Control theory is an important field that explores how adjusting a system's inputs affects its output. With the development of science and technology, many systems begin to exhibit nonlinear characteristics, which makes control theory increasingly complex and challenging. How does the change in this process from linear to nonlinear control affect the way we understand and apply these systems?

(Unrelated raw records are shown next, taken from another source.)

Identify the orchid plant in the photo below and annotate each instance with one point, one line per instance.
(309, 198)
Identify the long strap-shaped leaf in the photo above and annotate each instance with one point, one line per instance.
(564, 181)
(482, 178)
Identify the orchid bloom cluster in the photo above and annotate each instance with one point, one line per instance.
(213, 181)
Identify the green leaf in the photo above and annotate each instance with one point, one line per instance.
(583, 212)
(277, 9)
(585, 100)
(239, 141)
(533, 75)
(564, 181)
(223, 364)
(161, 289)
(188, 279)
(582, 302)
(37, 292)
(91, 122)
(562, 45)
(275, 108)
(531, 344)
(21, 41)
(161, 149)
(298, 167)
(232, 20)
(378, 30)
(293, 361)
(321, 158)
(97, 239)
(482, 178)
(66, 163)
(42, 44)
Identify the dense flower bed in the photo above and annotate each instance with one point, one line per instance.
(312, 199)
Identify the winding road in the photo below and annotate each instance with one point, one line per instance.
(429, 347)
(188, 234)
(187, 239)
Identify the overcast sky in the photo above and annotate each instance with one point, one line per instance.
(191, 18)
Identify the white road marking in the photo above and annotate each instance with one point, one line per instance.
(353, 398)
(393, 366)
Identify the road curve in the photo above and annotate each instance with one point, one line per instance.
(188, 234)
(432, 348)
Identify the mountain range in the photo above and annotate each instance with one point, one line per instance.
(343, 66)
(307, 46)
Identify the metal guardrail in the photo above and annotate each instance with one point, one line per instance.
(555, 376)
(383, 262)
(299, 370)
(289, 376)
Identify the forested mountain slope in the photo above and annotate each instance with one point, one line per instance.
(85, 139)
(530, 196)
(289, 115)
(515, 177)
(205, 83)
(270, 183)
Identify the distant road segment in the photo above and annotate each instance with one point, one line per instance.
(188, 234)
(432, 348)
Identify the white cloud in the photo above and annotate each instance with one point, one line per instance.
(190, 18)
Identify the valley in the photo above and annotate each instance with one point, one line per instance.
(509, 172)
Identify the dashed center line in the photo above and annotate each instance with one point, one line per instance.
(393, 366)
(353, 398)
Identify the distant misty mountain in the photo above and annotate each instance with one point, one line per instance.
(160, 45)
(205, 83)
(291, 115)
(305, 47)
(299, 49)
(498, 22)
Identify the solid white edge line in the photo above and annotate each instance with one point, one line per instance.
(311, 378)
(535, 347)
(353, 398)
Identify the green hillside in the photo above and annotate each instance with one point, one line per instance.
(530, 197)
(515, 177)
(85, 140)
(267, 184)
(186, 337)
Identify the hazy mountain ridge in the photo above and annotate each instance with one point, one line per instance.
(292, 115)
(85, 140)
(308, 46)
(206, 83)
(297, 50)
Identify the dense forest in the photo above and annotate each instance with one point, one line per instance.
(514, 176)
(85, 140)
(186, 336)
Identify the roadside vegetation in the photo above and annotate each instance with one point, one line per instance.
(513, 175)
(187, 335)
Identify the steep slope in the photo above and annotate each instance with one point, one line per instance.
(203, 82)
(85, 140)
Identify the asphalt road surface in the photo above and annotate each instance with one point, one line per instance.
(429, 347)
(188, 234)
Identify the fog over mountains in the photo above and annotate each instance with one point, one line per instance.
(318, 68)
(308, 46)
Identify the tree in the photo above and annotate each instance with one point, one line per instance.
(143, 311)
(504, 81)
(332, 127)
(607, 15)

Nonlinear control theory deals primarily with systems that are nonlinear, time varying, or both. Control theory is not only related to engineering technology, but also involves many fields of mathematics. It uses feedback, feedforward or signal filtering to adjust the system to achieve the desired behavior. The system itself is often referred to as the "plant," that is, the object that needs to be controlled.
Control theory is divided into two main branches: linear control theory and nonlinear control theory. Linear control theory applies to systems that obey the supersuperposition principle and are described by linear differential equations.
The key feature of linear systems is that their solutions can rely on diverse mathematical techniques such as Laplace transform, Fourier transform, etc. However, many systems in reality are nonlinear in nature, so the application of nonlinear control theory is becoming more and more widespread. Although this theory is more complex, it also covers types of systems beyond linear systems.
The characteristics of nonlinear systems often make it difficult for traditional analysis techniques to handle, including multiple isolated equilibrium points, limit cycles, structural chaos and other phenomena. If the fluctuation of the system is only near the stable point without considering the large-scale behavior, the nonlinear system can usually be linearized and transformed into the corresponding linear problem for processing.
The advancement of modern computer technology has made nonlinear simulation more feasible, and researchers can use simulation languages to conduct numerical analysis of these systems.
For example, a home heating system can be considered a nonlinear control system. The response of the system is discontinuous, that is, when the temperature drops to the set lower limit, the system turns on heating, and when the temperature reaches the upper limit, it turns off again. This periodic temperature change is called a limit cycle and exhibits typical nonlinear control characteristics.
One of the key characteristics of nonlinear systems is that they do not obey the supersuperposition principle. This means that their response is not a simple addition or multiplication of parameters. Nonlinear systems may exhibit chaotic behavior or characteristics of multiple stable states under certain conditions, which poses additional challenges to engineers in system design and operation.
When analyzing and controlling nonlinear systems, there are many mature techniques that can be applied, including the descriptive function method, the phase plane method, and Lyapunov stability analysis.
In the design of nonlinear control, engineers can consider using gain scheduling, feedback linearization and Lyapunov basis methods. These methods aim to transform complex nonlinear behavior into tractable linear problems, although such a process requires careful planning and design.
Although traditional linear theory has formulated many stability criteria (such as Nyquist stability criterion), nonlinear control theory has relatively insufficient development in this area. For nonlinear systems, we often need to introduce more mathematical concepts and theorems to ensure stability, and the behavior of isolated points is also a key research scope.
For example, the Lur'e problem proposes a classic analysis framework for nonlinear feedback systems, which mainly explores the stability of the system under certain conditions.
The theoretical foundation of nonlinear control is becoming increasingly solid. Among them, Frobenius theorem provides a mathematical description of the motion behavior of nonlinear systems under specific conditions. These in-depth mathematical results help us better understand and predict the behavior of nonlinear systems.
With the deepening of research on nonlinear control theory, what shocking discoveries will future technology bring us?